CTCSS (Continuous Tone-Coded Squelch System, and known by trade names such as Motorola’s PL / Private Line) is a scheme that transmits a continuous sub-audible tone — a single pure tone between about 67 and 254 Hz — underneath FM voice so that a receiver’s squelch opens only when it detects the matching tone.1 It lets several user groups share one radio channel without hearing each other’s traffic.
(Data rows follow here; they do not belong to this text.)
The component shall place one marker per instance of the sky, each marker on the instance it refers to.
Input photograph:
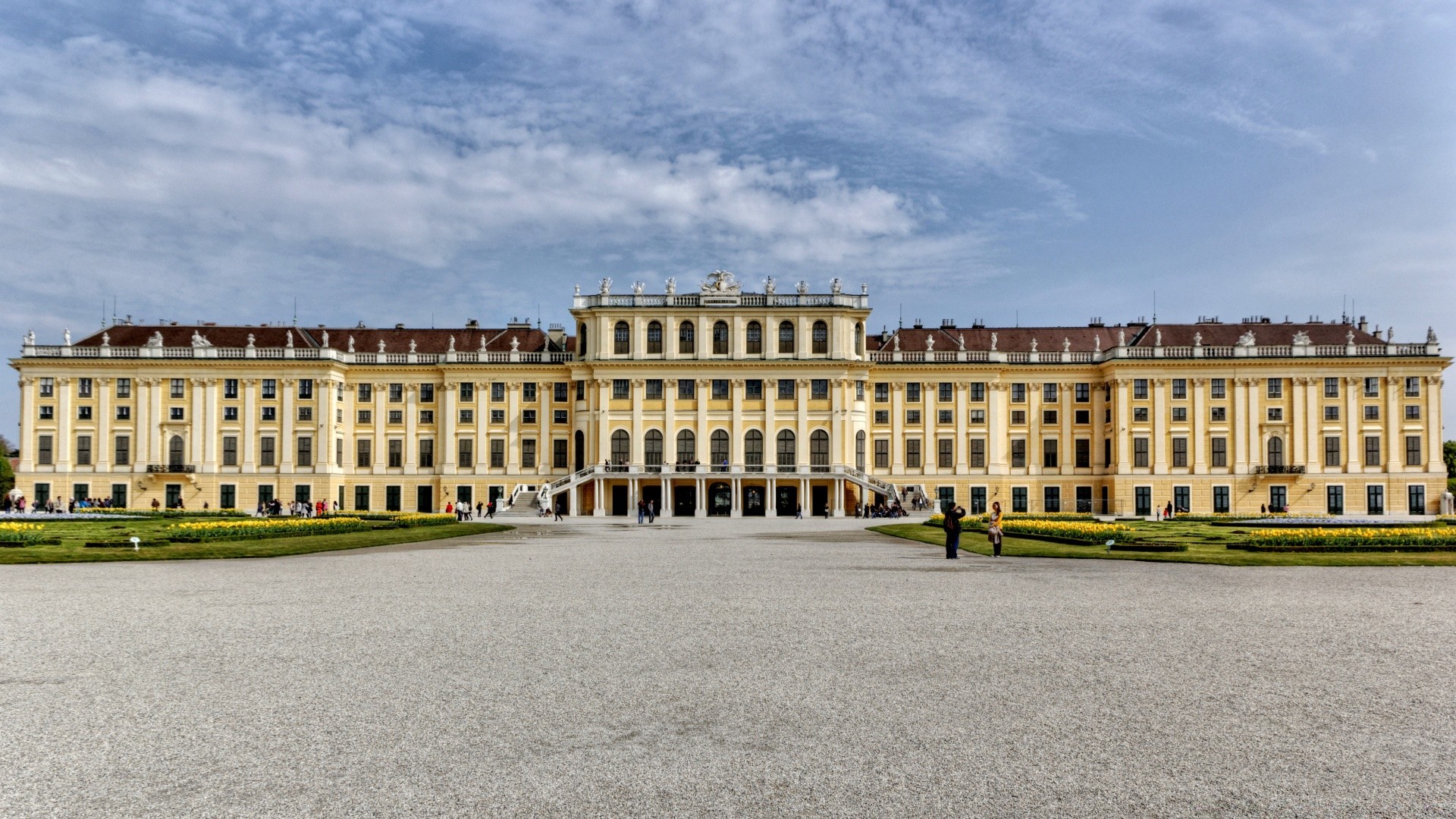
(431, 162)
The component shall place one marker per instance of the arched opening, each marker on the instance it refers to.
(686, 447)
(1276, 452)
(721, 338)
(755, 338)
(753, 450)
(786, 338)
(788, 453)
(819, 450)
(653, 447)
(718, 450)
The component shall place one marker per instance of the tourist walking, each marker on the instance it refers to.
(952, 531)
(993, 529)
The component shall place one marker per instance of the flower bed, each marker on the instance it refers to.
(20, 534)
(262, 528)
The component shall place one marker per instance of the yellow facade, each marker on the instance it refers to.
(728, 403)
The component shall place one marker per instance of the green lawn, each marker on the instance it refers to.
(73, 534)
(1206, 544)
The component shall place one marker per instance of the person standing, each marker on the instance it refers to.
(993, 529)
(952, 531)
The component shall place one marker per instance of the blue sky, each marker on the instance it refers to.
(437, 161)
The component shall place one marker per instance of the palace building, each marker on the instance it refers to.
(721, 401)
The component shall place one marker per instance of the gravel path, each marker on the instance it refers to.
(737, 668)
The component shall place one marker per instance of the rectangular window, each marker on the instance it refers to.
(1413, 450)
(1218, 452)
(1220, 500)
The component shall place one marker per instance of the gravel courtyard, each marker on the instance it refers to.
(723, 668)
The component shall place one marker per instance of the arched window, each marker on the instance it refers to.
(718, 449)
(721, 338)
(788, 455)
(620, 447)
(786, 337)
(686, 447)
(653, 447)
(1276, 452)
(753, 450)
(819, 450)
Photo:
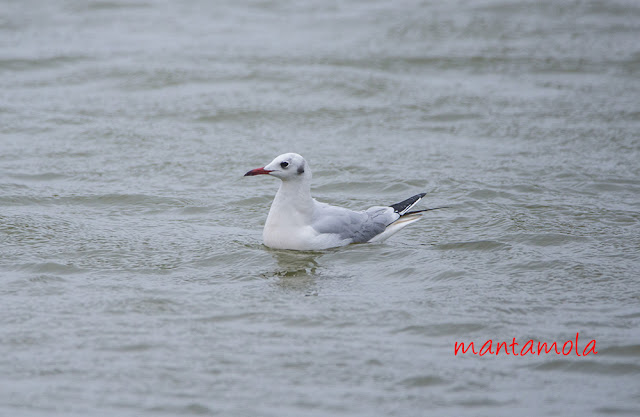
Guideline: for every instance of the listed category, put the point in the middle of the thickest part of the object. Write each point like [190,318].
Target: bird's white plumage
[299,222]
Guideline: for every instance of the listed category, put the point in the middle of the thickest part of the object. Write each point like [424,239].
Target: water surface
[133,280]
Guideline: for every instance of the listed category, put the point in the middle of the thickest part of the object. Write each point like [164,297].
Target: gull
[296,221]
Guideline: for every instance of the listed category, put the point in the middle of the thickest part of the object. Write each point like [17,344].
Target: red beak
[257,171]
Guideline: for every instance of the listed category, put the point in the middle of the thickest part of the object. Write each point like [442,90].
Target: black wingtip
[405,205]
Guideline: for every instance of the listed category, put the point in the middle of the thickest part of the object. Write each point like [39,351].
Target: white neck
[292,205]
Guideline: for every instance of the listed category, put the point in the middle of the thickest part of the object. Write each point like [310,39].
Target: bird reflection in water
[297,270]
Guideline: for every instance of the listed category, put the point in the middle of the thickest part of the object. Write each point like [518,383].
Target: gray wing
[359,226]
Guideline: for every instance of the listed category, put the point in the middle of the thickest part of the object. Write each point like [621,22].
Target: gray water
[133,280]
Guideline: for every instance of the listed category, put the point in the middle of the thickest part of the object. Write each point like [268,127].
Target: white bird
[297,221]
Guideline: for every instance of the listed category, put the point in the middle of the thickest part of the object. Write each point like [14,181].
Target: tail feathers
[403,221]
[422,211]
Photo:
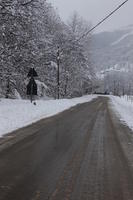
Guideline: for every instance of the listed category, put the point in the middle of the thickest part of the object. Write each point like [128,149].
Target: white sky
[95,10]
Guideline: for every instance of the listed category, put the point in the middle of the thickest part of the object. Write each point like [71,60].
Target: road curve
[80,154]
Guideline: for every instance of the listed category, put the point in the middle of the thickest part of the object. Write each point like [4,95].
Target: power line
[109,15]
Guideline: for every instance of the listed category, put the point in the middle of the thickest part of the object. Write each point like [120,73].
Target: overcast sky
[95,10]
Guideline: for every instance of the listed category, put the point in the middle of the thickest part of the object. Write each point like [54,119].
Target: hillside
[111,48]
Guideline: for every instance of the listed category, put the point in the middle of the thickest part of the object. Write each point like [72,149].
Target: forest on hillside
[31,32]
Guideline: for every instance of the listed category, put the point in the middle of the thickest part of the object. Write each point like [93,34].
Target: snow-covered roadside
[124,109]
[15,114]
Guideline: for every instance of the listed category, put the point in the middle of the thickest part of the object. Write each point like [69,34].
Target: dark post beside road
[58,73]
[32,86]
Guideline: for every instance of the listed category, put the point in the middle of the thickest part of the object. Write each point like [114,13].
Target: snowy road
[80,154]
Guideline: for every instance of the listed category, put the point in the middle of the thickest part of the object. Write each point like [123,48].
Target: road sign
[32,73]
[32,87]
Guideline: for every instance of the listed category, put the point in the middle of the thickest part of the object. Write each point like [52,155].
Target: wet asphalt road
[80,154]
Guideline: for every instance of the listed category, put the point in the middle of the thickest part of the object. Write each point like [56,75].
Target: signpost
[32,86]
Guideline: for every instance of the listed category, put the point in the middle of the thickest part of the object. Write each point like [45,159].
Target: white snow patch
[122,38]
[15,114]
[123,106]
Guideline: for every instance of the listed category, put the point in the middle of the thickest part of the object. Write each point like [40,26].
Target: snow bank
[16,114]
[124,109]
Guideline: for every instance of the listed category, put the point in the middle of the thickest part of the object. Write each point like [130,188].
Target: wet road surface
[80,154]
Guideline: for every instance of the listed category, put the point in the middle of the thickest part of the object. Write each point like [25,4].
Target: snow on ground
[124,109]
[15,114]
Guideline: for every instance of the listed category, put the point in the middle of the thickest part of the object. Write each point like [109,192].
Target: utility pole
[31,94]
[58,72]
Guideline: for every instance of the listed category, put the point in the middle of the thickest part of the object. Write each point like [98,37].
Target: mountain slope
[111,48]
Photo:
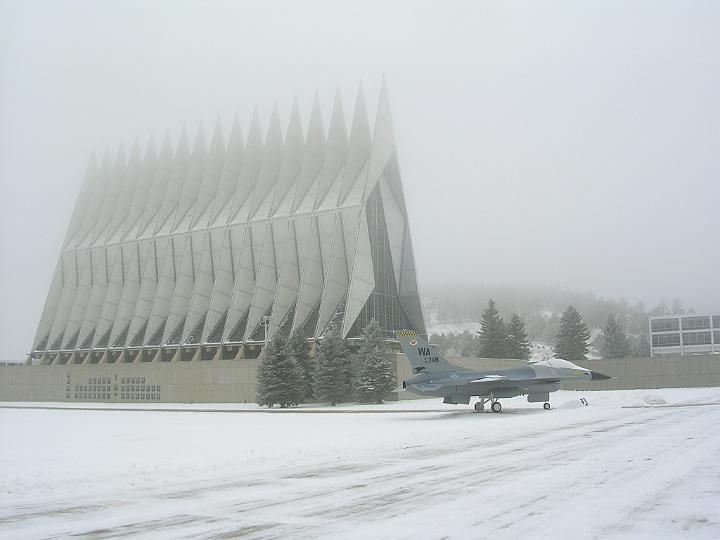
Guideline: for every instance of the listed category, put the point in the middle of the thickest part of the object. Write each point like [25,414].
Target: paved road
[645,471]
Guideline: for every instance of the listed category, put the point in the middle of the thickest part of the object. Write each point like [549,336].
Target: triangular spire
[358,153]
[242,199]
[270,167]
[230,174]
[335,151]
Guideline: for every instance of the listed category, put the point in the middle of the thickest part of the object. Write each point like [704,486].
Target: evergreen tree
[517,344]
[333,369]
[492,333]
[641,346]
[572,339]
[299,350]
[279,378]
[376,377]
[614,339]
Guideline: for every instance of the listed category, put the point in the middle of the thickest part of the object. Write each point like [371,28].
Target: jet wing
[489,378]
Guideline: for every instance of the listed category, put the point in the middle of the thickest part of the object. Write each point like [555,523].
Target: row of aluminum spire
[205,244]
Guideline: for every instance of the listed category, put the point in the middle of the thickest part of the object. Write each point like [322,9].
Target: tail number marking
[429,358]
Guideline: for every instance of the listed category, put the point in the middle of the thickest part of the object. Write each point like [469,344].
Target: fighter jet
[435,376]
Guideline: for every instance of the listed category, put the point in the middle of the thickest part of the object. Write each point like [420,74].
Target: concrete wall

CTCSS tone 67-254 Hz voice 300 Hz - 3 kHz high-pass split
The CTCSS tone sits below the 300 Hz voice band, so a simple filter separates the tone from the audio a listener hears.

How it works

The transmitting radio adds a low-level continuous tone to the audio that frequency-modulates the carrier, at a modest deviation (typically ~500-800 Hz, well below the voice peaks). Because the tone sits below the 300 Hz low end of communications voice, the receiver can split it off with a simple high-pass/low-pass pair: voice above 300 Hz goes to the speaker, and the sub-audible region below it goes to a tone detector. If the detected tone matches the programmed frequency from the standardized set (there are around 50 defined tones, e.g. 100.0, 141.3, 203.5 Hz), the receiver’s squelch opens; otherwise the audio stays muted even though a signal is fully present and quieting the noise squelch. Being continuous, the tone is present the whole time the carrier is keyed, so the squelch can close promptly when it disappears.
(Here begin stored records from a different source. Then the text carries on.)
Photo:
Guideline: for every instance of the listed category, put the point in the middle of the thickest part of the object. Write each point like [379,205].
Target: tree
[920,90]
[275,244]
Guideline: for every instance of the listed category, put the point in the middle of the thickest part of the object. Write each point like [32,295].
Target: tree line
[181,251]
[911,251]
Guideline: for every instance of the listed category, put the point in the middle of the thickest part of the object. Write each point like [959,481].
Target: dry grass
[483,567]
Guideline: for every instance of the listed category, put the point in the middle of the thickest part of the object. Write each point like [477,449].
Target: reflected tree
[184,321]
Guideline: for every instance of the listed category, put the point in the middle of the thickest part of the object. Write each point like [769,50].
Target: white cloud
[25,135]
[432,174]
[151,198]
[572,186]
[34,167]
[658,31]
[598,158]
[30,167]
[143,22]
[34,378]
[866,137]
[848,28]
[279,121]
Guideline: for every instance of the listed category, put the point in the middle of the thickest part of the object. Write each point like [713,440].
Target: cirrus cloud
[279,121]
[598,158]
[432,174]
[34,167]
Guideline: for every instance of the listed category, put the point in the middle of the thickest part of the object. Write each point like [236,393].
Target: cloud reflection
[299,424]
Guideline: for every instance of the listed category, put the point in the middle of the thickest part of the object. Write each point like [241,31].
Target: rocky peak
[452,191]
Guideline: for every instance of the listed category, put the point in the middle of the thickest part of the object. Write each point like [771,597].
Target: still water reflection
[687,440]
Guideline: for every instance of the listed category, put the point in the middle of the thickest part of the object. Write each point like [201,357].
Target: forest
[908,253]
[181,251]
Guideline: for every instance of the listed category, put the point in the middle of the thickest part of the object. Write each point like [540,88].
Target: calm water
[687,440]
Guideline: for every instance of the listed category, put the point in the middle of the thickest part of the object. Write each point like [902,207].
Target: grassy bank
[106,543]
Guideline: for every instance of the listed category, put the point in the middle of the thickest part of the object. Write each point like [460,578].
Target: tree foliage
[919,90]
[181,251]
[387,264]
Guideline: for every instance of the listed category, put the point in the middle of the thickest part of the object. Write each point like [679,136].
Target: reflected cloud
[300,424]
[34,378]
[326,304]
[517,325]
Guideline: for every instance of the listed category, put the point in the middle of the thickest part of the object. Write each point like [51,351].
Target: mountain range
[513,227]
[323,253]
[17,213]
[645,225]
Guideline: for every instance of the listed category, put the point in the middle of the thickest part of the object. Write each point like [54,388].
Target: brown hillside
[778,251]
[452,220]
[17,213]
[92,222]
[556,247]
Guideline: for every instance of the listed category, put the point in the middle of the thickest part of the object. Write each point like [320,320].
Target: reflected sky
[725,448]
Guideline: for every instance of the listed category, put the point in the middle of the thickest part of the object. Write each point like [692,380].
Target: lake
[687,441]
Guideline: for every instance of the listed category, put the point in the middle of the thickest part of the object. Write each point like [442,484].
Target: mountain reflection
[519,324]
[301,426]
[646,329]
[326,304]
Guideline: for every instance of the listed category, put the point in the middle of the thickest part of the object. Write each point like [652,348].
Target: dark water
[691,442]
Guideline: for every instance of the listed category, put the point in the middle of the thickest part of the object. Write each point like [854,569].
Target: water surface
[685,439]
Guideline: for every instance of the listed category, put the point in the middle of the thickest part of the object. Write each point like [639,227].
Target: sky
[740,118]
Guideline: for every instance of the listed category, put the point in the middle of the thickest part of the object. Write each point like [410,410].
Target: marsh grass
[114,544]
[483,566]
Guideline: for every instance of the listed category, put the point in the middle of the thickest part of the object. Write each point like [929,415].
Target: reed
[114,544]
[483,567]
CTCSS does not provide privacy — anyone with carrier squelch or a scanner hears everything on the channel — it only manages who your radio bothers you with. It is also widely used as a repeater access tone: a repeater keys up only for users transmitting the correct CTCSS, rejecting interference and distant co-channel signals.
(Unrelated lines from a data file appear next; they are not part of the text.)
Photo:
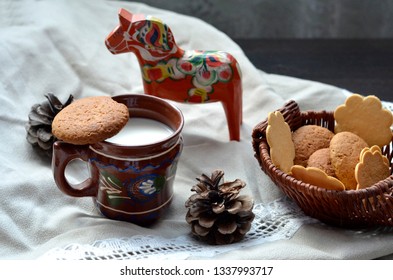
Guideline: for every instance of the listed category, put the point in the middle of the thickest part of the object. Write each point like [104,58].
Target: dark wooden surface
[361,66]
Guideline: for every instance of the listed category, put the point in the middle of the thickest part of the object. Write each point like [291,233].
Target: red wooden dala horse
[172,73]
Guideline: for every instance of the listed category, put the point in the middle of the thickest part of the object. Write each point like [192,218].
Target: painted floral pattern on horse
[168,71]
[205,67]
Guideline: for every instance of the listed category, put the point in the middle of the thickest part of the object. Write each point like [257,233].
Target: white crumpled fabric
[58,46]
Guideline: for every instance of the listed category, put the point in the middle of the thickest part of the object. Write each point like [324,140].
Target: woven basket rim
[368,199]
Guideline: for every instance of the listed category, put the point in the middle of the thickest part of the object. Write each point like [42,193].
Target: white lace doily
[277,220]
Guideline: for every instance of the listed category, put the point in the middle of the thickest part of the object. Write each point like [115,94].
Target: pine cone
[216,212]
[39,126]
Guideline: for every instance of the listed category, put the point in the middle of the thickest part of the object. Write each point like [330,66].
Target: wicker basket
[350,209]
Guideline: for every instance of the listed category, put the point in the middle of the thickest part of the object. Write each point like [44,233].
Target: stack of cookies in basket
[350,158]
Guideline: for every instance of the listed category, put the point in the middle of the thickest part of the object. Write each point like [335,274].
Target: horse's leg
[233,112]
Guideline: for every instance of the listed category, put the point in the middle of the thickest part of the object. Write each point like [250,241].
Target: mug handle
[63,153]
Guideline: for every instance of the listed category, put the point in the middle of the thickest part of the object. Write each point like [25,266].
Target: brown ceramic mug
[128,181]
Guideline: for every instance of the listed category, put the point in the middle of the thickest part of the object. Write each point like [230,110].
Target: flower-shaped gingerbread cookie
[316,177]
[372,167]
[365,117]
[279,138]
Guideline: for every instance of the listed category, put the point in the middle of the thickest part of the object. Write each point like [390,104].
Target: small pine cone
[39,126]
[216,212]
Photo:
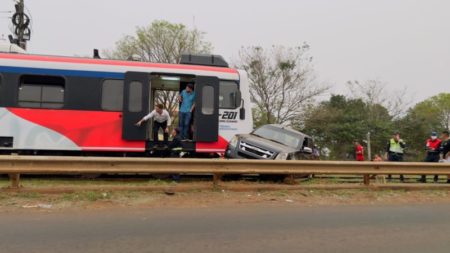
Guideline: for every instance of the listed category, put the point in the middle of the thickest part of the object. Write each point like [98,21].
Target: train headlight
[234,141]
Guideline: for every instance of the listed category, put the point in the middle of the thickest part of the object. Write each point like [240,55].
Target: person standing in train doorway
[161,119]
[187,100]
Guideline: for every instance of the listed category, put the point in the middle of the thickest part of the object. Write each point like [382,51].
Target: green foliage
[162,42]
[282,82]
[336,123]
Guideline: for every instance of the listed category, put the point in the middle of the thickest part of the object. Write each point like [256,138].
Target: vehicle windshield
[279,135]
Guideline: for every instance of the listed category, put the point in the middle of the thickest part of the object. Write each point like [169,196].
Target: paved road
[241,229]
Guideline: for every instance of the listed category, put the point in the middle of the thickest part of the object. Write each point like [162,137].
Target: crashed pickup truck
[271,142]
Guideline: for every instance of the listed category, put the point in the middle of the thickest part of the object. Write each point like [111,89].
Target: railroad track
[50,165]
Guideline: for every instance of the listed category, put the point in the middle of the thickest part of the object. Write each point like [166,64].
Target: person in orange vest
[433,145]
[359,151]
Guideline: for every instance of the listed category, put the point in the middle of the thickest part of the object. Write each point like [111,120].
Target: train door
[136,101]
[206,118]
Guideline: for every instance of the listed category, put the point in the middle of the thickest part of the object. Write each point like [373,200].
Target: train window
[208,100]
[112,95]
[227,95]
[41,91]
[135,97]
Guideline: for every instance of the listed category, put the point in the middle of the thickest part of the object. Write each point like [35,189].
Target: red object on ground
[433,145]
[359,150]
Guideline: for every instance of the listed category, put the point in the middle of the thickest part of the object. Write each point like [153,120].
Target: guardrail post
[217,177]
[367,180]
[15,180]
[290,179]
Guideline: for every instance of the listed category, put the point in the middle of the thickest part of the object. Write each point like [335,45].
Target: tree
[336,123]
[161,42]
[282,82]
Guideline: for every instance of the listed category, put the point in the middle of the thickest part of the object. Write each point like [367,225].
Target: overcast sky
[402,42]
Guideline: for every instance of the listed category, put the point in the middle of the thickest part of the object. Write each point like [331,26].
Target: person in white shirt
[161,119]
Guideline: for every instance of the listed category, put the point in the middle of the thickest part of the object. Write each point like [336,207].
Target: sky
[404,43]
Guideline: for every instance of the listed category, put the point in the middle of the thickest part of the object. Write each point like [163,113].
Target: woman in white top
[161,119]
To avoid a burst of noise when a transmission ends, many radios send a reverse burst (also called a turn-off phase shift): just before unkeying, the transmitter shifts the CTCSS tone’s phase by about 120-180°, which the receiver detects as a loss of valid tone and uses to close its squelch a fraction of a second early, muting the “squelch tail” before the carrier actually drops. This is the analog-tone equivalent of the turn-off codeword that DCS uses for the same purpose. The standardized tone set is chosen so no tone is a harmonic of another, which keeps a strong low tone from falsely triggering a detector tuned to a higher one.

Relevance to SDR

For a scanner, CTCSS is a useful sorting and identification tool. A software receiver that FM-demodulates a channel can run a narrow tone detector (a Goertzel or a short bank of bandpass filters) over the sub-audible region to read out which tone is present, letting the user log or filter transmissions by group even on a shared channel. This is exactly analogous to the digital DCS code that serves the same purpose with a low-speed data burst rather than a tone. CTCSS belongs to the analog FM world; GopherTrunk targets digital trunking, where group separation is handled at the protocol layer by talkgroup IDs rather than sub-audible tones, so it does not decode CTCSS in its trunking path — but the same tone-detection technique applies when working with conventional FM audio.

In practice

Because CTCSS tones are so close together (100.0 vs 103.5 Hz, for instance) a software detector needs good frequency resolution, which in turn needs a fair-length observation window — a fraction of a second of audio. That is not a problem for a continuous tone but it does mean a decoder cannot report the tone instantly at the start of a transmission. A common implementation runs several Goertzel detectors, one per candidate tone, and declares a match when one clearly dominates for long enough to rule out a transient. Note that CTCSS is orthogonal to squelch quality: it only decides whether to unmute, so a receiver still needs a good signal-to-noise ratio for the audio itself to be usable once the tone gate opens.

Sources

  1. Continuous Tone-Coded Squelch System — Wikipedia, for the sub-audible tone set, squelch gating, and repeater-access use.